TIC did not use the vehicles until the end of the term. Under the Mack Lease, in the event of a default, CCC Leasing could terminate all of TIC'S rights under the lease. Upon termination, CCC Leasing could take possession of the vehicles, with all remaining monthly payments becoming due and payable. CCC Leasing could sell the vehicles, with TIC having an obligation to pay the excess, if any, of the present value at the termination of the lease of the remaining monthly payments over the present value of the Fair Rental Value of the vehicles as defined in the lease. However, as an alternative, at CCC Leasing's option, CCC Leasing could sell the vehicles, with TIC having an obligation to pay the excess, if any, of the Stipulated Loss Value of each vehicle, as defined in the lease, over the net proceeds of a sale.
The options for payment under the assumed lease establish a genuine issue of material fact regarding the determination of any administrative expense concerning the Mack Lease. Because of the options under the lease, the trustee has not established, as a matter of law, the methodology he would have the court employ to calculate damages. The trustee's motion for partial summary judgment concerning the Mack Lease must be denied.
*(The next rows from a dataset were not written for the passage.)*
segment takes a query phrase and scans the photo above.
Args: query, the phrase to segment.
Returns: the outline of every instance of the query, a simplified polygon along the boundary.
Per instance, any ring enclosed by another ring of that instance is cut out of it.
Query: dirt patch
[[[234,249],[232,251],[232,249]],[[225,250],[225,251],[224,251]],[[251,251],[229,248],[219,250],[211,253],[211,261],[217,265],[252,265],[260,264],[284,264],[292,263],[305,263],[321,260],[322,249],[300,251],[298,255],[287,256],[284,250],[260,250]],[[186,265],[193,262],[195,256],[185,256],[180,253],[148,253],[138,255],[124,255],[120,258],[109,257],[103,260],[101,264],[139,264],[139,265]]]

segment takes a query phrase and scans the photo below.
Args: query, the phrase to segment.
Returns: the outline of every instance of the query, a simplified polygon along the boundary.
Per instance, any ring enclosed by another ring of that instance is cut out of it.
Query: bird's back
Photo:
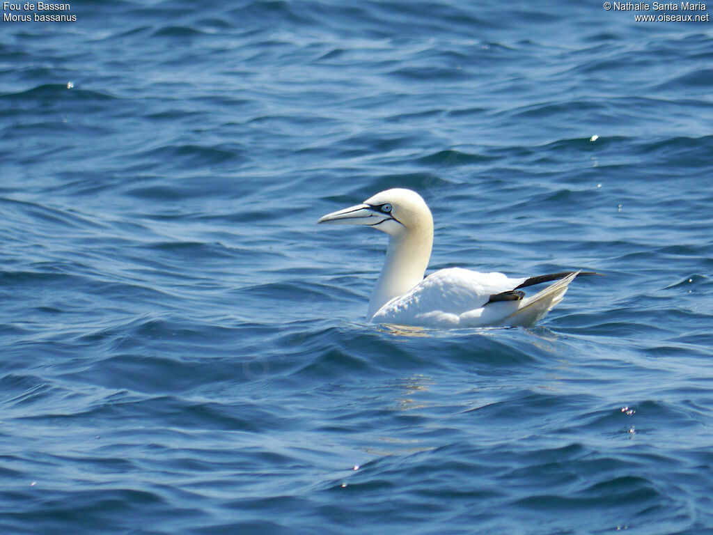
[[[503,273],[481,273],[460,268],[441,270],[387,302],[371,321],[423,327],[458,327],[461,315],[482,308],[491,295],[513,290],[524,280],[510,278]],[[503,313],[511,308],[512,312],[517,310],[516,303],[497,305],[495,309],[503,310]]]

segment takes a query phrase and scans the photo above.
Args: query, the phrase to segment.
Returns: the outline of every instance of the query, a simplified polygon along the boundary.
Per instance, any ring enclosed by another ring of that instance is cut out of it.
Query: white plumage
[[[367,319],[376,323],[441,328],[528,327],[562,300],[569,283],[580,274],[511,278],[503,273],[451,268],[424,279],[433,244],[433,218],[421,195],[411,190],[382,191],[363,204],[327,214],[317,223],[365,225],[389,235],[386,260],[367,313]],[[518,290],[556,278],[560,280],[530,297]]]

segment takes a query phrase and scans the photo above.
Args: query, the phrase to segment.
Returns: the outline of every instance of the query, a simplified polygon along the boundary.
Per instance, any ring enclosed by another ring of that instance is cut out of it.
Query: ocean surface
[[[51,14],[0,23],[4,535],[713,534],[710,23]],[[315,223],[392,187],[429,270],[606,276],[532,329],[368,324],[386,237]]]

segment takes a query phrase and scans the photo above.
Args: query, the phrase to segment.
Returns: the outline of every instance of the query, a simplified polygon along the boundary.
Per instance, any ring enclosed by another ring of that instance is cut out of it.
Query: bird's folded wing
[[[374,315],[377,322],[457,323],[463,312],[478,309],[491,296],[513,290],[525,279],[511,279],[503,273],[481,273],[459,268],[436,271],[404,295],[394,297]]]

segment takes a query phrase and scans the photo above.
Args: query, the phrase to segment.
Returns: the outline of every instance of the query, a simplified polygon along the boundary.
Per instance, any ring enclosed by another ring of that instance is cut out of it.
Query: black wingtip
[[[563,271],[560,273],[549,273],[548,275],[539,275],[535,277],[530,277],[519,286],[516,286],[515,290],[520,290],[520,288],[524,288],[528,286],[534,286],[536,284],[542,284],[543,282],[549,282],[550,280],[563,279],[565,277],[568,277],[576,272],[576,271]],[[591,275],[605,276],[604,273],[597,273],[596,271],[580,271],[579,273],[577,273],[578,277],[589,277]]]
Under the Marmon Lease, a capital lease, TIC financed the residual value of the vehicles in the lease payments. As a result, TIC could buy the vehicles for $1 at the end of the lease term. The trustee contends that CitiCapital's damages should be the present value of the remaining lease payments. Since the price of the vehicles had been capitalized in the lease, the trustee further contends that all of the value of the remaining useful life of the vehicles should be credited against the damages. The trustee argues that the bankruptcy estate loses the value of the capitalized purchase price while CCC Leasing regains the remaining useful life of the vehicles.
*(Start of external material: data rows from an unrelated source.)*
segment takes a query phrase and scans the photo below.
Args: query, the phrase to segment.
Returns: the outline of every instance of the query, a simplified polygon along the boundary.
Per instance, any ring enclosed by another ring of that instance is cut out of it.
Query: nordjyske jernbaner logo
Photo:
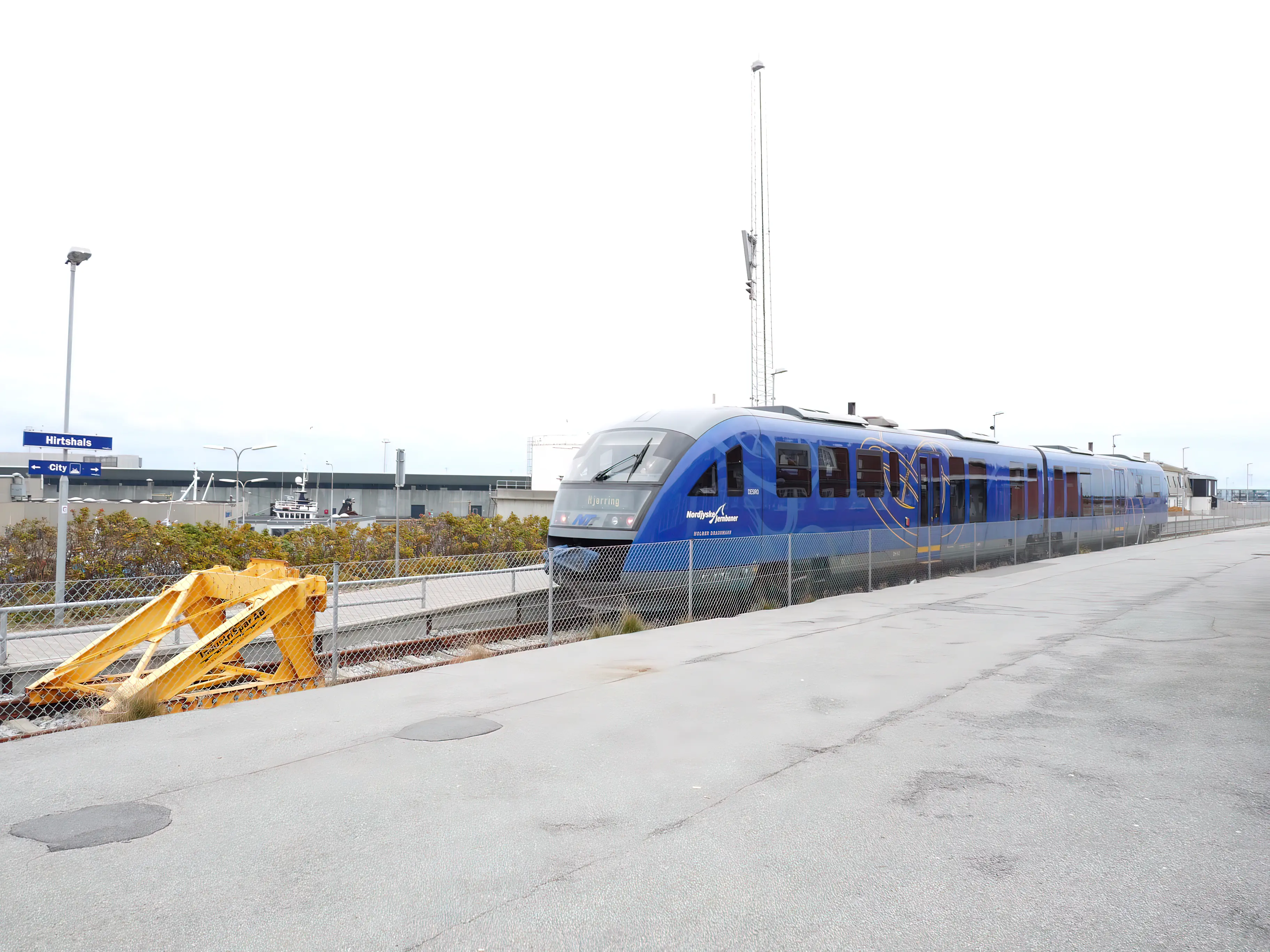
[[[724,510],[724,508],[726,505],[728,504],[724,503],[721,506],[719,506],[718,509],[715,509],[712,512],[710,509],[697,509],[696,512],[693,512],[692,509],[690,509],[688,510],[688,518],[690,519],[707,519],[707,520],[710,520],[712,523],[715,523],[715,522],[737,522],[740,518],[739,515],[725,515],[724,514],[723,510]]]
The Marmon Lease provides that TIC could terminate the use of a vehicle prior to the end of the lease term. In that event, TIC would be required to pay the remaining payments based on the Adjusted Rental as defined in the lease. In the event of a default, CCC Leasing could sell the vehicles and hold TIC liable for the Adjusted Rental as defined in the lease. Alternatively, CCC Leasing could re-lease the vehicle. In that event, TIC would be liable for the excess, if any, of the present value of remaining lease payments at termination over the present value of the rentals obtained by CCC Leasing.
As with the Mack Lease, under the Marmon Lease, there is a genuine issue of material fact regarding calculation of damages. Because of the lease provisions, the trustee has not established, as a matter of law, the methodology he would have the court adopt to calculate damages. The trustee's motion for partial summary judgment on the Marmon Lease must be denied.
Order
Based on the foregoing analysis,
IT IS ORDERED that Litzler's motion for summary judgment on count one is GRANTED and CitiCapital's motion for summary judgment on count one is DENIED.
IT IS FURTHER ORDERED that CitiCapital's motion for partial summary judgment on count two is GRANTED.
IT IS FURTHER ORDERED that Litzler's motion for partial summary judgment on count four is DENIED.